“Management is proving beyond a shadow of a doubt they don’t have enough to do,” she murmured back. “So they’ve invented a new acronym.”
~ Connie Willis ~
We think acronyms make things easier, turning words into initials. I believe they make it easier for people to be confused or not have a clue on what you are saying. The person listening has to decipher the acronym and can miss your point because their mind is busy on your alphabetical puzzle. When your ID is NIGO, DNA is needed ASAP by the PD. Made you think didn’t I, and some of you did not figure it out.
They are also used to create power for people and organizations by excluding those who do not know what the letters stand for. Think of them like the legalese of attorneys. They are used to make it seem like the one using them is an expert or has credibility. Think about how often they are used in institutions and government. Sometimes they make it even more difficult by adding numbers. Do you have an IRA, 401k, 403b, 457, TSA, SEP or SIMPLE?
Professionally, I avoid acronyms as much as possible. My clients need to know what I am talking about and why it is important to them. If I talk over their heads by using jargon or acronyms, the decisions made will be mine rather than theirs.
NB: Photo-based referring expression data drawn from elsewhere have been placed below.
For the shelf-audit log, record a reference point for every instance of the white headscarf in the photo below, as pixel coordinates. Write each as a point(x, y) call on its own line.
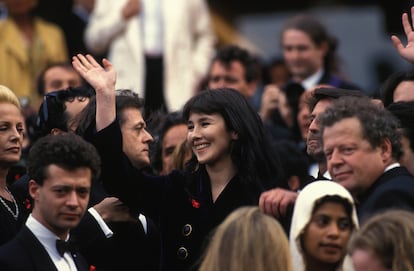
point(302, 214)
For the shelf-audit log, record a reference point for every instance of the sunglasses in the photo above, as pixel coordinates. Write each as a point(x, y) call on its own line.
point(62, 96)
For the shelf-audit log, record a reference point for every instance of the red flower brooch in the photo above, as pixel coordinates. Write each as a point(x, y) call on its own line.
point(195, 203)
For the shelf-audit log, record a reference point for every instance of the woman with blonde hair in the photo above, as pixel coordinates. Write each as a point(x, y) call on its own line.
point(12, 213)
point(384, 242)
point(249, 240)
point(324, 218)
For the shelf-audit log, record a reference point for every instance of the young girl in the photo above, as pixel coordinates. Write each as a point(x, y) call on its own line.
point(323, 219)
point(232, 165)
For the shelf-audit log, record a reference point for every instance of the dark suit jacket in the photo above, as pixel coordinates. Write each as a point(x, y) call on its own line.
point(26, 253)
point(130, 248)
point(394, 189)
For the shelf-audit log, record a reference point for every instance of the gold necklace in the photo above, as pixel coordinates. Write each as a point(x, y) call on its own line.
point(15, 215)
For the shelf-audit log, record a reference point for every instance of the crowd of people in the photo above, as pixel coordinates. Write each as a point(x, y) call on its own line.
point(154, 149)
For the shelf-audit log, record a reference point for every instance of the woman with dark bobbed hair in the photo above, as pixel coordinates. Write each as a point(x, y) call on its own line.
point(232, 165)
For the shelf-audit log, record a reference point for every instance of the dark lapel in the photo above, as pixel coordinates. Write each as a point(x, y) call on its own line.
point(40, 258)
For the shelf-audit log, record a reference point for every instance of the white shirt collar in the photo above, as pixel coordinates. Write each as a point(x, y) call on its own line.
point(393, 165)
point(48, 240)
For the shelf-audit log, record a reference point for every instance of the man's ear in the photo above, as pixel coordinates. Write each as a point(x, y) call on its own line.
point(294, 183)
point(386, 149)
point(33, 189)
point(234, 135)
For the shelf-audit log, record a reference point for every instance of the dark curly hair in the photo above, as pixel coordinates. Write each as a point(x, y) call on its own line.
point(68, 151)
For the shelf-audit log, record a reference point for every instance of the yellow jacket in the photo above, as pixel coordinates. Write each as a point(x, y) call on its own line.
point(18, 70)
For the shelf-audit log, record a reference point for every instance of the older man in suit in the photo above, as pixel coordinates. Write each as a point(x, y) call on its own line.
point(362, 147)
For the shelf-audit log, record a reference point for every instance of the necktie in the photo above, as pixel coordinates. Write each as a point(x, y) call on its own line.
point(63, 246)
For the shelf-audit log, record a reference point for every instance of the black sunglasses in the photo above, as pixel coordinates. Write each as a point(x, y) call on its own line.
point(67, 95)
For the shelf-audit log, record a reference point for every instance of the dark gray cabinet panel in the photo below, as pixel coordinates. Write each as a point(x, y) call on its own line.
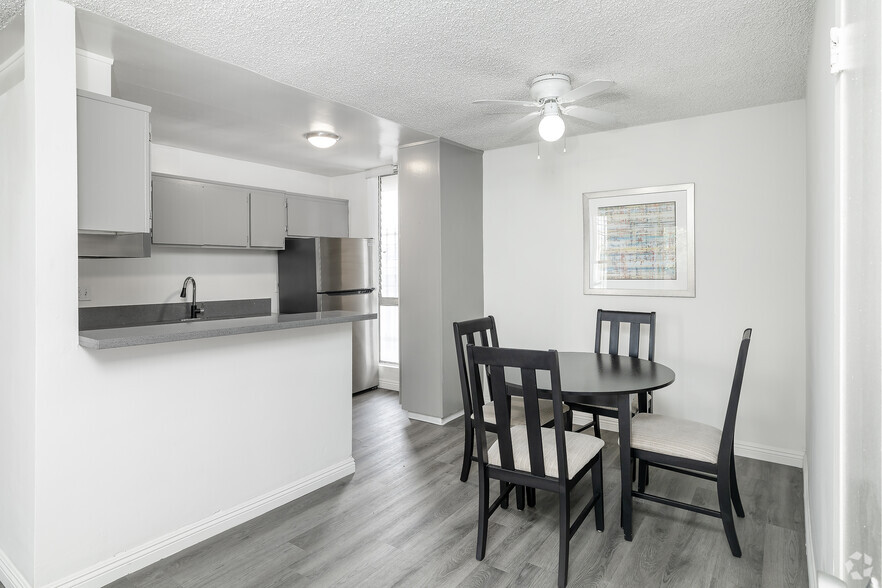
point(267, 220)
point(113, 164)
point(177, 211)
point(224, 216)
point(313, 216)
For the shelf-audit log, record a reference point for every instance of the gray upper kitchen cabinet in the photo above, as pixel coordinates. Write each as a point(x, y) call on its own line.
point(113, 164)
point(224, 216)
point(177, 211)
point(190, 212)
point(313, 216)
point(267, 220)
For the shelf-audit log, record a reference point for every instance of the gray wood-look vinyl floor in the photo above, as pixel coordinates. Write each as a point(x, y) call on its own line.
point(405, 519)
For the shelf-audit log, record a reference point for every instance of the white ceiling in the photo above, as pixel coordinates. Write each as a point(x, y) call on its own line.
point(421, 64)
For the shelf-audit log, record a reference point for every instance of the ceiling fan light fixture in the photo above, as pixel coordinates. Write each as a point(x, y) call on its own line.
point(322, 139)
point(551, 126)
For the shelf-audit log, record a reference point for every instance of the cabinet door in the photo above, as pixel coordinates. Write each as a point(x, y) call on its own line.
point(267, 220)
point(225, 216)
point(113, 165)
point(177, 211)
point(312, 216)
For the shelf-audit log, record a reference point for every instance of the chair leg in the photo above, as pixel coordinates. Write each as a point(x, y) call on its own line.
point(483, 511)
point(725, 498)
point(467, 451)
point(596, 424)
point(733, 486)
point(564, 556)
point(597, 484)
point(642, 476)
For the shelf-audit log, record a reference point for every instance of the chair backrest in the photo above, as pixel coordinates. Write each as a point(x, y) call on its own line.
point(495, 360)
point(615, 318)
point(728, 438)
point(480, 331)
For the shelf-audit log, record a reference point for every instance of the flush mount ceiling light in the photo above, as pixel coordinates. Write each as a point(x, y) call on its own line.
point(322, 139)
point(551, 125)
point(553, 98)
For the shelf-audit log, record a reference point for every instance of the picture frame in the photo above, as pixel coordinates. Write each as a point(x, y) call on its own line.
point(640, 242)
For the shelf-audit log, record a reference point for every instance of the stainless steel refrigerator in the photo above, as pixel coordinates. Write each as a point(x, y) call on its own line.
point(326, 273)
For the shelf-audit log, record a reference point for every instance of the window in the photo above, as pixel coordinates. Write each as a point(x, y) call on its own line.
point(389, 270)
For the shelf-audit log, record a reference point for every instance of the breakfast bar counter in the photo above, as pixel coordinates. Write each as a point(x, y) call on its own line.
point(201, 329)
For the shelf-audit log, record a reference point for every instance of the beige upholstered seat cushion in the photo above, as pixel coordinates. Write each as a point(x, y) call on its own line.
point(518, 416)
point(580, 450)
point(677, 437)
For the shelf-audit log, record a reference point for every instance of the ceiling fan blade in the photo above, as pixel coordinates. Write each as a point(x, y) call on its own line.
point(593, 115)
point(586, 90)
point(523, 122)
point(509, 103)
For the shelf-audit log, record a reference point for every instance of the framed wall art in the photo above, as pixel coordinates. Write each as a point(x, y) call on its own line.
point(640, 242)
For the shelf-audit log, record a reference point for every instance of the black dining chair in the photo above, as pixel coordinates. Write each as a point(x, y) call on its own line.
point(550, 459)
point(616, 318)
point(695, 449)
point(482, 331)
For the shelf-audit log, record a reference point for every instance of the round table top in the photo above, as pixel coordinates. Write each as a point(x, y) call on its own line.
point(599, 373)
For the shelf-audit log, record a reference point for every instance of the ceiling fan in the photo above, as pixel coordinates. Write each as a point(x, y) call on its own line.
point(553, 96)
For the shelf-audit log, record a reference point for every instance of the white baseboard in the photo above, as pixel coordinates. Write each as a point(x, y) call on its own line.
point(130, 561)
point(771, 454)
point(742, 448)
point(433, 420)
point(10, 575)
point(389, 377)
point(809, 545)
point(389, 384)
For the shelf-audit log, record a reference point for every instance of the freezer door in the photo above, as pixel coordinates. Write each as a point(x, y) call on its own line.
point(365, 348)
point(343, 264)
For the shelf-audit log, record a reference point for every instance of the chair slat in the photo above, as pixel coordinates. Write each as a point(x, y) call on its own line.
point(534, 433)
point(614, 328)
point(634, 340)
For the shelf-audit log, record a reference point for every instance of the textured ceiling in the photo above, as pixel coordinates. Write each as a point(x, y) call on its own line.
point(421, 64)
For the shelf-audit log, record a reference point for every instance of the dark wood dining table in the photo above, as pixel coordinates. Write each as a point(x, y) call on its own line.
point(608, 380)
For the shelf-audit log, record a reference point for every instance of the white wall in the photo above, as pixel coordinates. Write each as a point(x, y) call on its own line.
point(221, 274)
point(17, 350)
point(748, 167)
point(822, 303)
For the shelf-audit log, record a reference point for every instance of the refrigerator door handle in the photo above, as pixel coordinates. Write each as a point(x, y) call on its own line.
point(348, 292)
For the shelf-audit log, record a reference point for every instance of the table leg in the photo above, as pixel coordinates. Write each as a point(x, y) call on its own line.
point(624, 406)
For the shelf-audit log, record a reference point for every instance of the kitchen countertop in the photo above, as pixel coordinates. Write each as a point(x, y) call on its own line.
point(201, 329)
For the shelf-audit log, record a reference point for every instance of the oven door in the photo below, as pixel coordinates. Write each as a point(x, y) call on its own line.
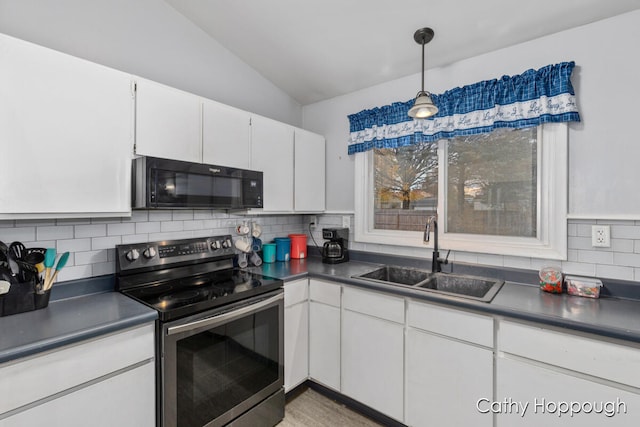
point(219, 364)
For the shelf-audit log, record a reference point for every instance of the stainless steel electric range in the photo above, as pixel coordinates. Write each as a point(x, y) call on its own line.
point(220, 345)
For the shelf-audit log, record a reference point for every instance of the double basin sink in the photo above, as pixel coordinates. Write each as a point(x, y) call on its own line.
point(472, 287)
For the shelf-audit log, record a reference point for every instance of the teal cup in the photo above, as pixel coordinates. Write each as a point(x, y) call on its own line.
point(269, 252)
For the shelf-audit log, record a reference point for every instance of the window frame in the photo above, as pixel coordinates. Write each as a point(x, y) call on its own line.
point(552, 189)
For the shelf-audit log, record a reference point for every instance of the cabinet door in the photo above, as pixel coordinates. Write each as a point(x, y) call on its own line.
point(272, 153)
point(372, 362)
point(445, 379)
point(296, 333)
point(324, 344)
point(533, 395)
point(66, 132)
point(225, 135)
point(296, 345)
point(124, 400)
point(309, 163)
point(168, 122)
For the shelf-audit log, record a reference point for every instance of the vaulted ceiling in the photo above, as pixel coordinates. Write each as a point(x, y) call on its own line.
point(316, 50)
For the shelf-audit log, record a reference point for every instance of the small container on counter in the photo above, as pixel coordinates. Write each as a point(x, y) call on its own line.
point(583, 286)
point(551, 280)
point(283, 248)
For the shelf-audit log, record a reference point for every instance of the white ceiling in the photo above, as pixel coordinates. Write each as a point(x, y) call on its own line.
point(316, 50)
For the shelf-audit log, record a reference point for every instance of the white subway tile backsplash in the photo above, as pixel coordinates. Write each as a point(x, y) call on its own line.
point(614, 272)
point(121, 229)
point(625, 232)
point(194, 225)
point(20, 234)
point(91, 257)
point(578, 268)
point(595, 257)
point(135, 238)
point(74, 272)
point(171, 226)
point(105, 242)
point(148, 227)
point(629, 260)
point(102, 268)
point(160, 215)
point(54, 232)
point(182, 215)
point(73, 245)
point(93, 230)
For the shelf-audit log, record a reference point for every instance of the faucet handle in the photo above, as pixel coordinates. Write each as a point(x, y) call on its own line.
point(446, 259)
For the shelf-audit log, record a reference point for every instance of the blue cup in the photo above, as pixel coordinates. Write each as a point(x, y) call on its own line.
point(269, 252)
point(283, 248)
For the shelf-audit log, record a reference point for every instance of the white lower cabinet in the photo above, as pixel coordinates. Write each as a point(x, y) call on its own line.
point(324, 333)
point(296, 333)
point(449, 366)
point(127, 399)
point(551, 378)
point(445, 380)
point(106, 381)
point(373, 351)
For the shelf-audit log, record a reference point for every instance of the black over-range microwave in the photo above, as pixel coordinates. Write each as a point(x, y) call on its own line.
point(164, 183)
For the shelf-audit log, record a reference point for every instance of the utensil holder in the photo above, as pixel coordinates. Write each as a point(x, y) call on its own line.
point(23, 297)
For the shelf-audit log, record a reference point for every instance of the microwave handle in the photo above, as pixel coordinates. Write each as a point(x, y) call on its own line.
point(226, 317)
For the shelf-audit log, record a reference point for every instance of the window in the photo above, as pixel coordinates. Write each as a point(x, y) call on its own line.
point(503, 192)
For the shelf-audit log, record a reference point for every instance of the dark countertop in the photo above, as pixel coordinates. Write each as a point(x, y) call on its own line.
point(67, 321)
point(609, 317)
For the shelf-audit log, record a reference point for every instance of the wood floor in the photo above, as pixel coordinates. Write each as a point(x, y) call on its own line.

I want my clients making informed decisions so they take ownership of the blame or acclaim.
The selected place where I like acronyms is on the computer, because I don’t have to type so much to get to a website. Both PETA and the NRA like me to be able to find their sites easily.
As a leadership trainer, I point it out when my students are using acronyms. They usually don’t even know that they are and seldom consider the effect it can have on their performance. Think about calling every person by their initials rather than their name. Unless the person is a former President of the United States I would not recommend it, and then only for selected Presidents.